No final dos anos oitenta Elke deixou de acompanhar Portugal. “A grande batalha já estava ganha e a transição para a democracia já estava feita. E como tinha jeito para tratar de ditaduras...” Passou a acompanhar o Chile de Pinochet e a Roménia de Ceausescu. “No Chile, nunca estive em permanência e na Roménia fui a representante da Fundação no período de 1994 a 2004.”

Além disso, entre 1984 e 1990 foi a responsável por um programa de intercâmbio entre jornalistas alemães e de países do Leste europeu. “Foi uma experiência extremamente interessante. Todos os anos vinham à Alemanha, de cada país do bloco do Leste — incluindo a Albânia e a antiga Jugoslávia — um grupo de cinco jornalistas, para trocar ideias e informações, comprar livros, etc. Eu é que acompanhava esses grupos. Enquanto isso, um grupo de cinco jornalistas alemães visitava cada um daqueles países. Assim se criaram laços importantes.”
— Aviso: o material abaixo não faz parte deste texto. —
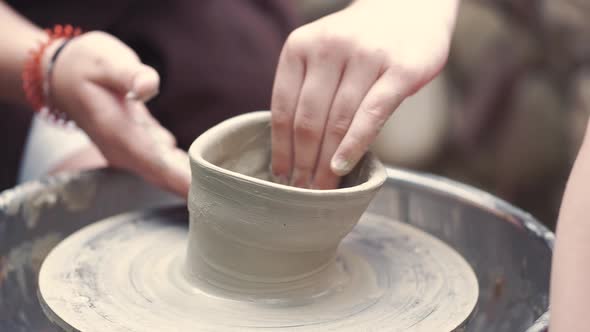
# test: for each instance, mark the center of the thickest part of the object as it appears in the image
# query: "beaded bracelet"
(36, 84)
Orgulho por ter ajudado o PS

Nos 40 anos em que trabalhou para a fundação, a década portuguesa “foi o período mais interessante e estimulante, e em que aprendi mais”. O congresso fundador do PS foi um evento de que tem “especial orgulho”. “Em Bona pediram-me para organizar o encontro, o que foi um grande desafio.” Rejeita a acusação de tentativa de ingerência alemã na vida política portuguesa. “A ASP é que tomou a decisão de fazer o encontro e nos pediu auxílio. A fundação limitou-se a apoiar. E a seguir ao 25 de Abril voltou a ser o PS e Mário Soares a pedir auxílio a Willy Brandt e ao SPD.” Acredita que o seu trabalho “foi útil para a estabilização da democracia em Portugal”.
Com 74 anos, reformada na Alemanha, continua ativa na Roménia, onde é a presidente honorária da associação dos alemães deportados daquele país para a União Soviética. “É um país tão corrupto que é preciso fazer qualquer coisa”. Há muito que deixou de acompanhar a política portuguesa. “Na imprensa alemã Portugal não é tema, e na Roménia ainda menos”. Nos poucos dias que esteve recentemente em Lisboa não deixou de se inteirar do atual quadro político, que considerou “altamente interessante”. “A questão é saber como vai evoluir. Nos anos setenta e oitenta seria completamente impossível.”

Com trabalho político em três países europeus e uma dezena na América Latina (desde os gigantes Argentina, Brasil e México, até à Costa Rica, Equador e República Dominicana), não pensa em escrever as suas memórias. Houve já quem a desafiasse. Matéria-prima não lhe falta: os relatórios que escreveu, de forma sistemática, durante 40 anos para a fundação e que estão no respetivo arquivo, enriquecido naturalmente pelo espólio pessoal. “Mas eu interrogo-me: quem é que hoje na Alemanha estará interessado no que se passava naqueles anos em Portugal? Tenho dúvidas de que haja algum público alemão interessado. Agora há outras prioridades, bem diferentes.”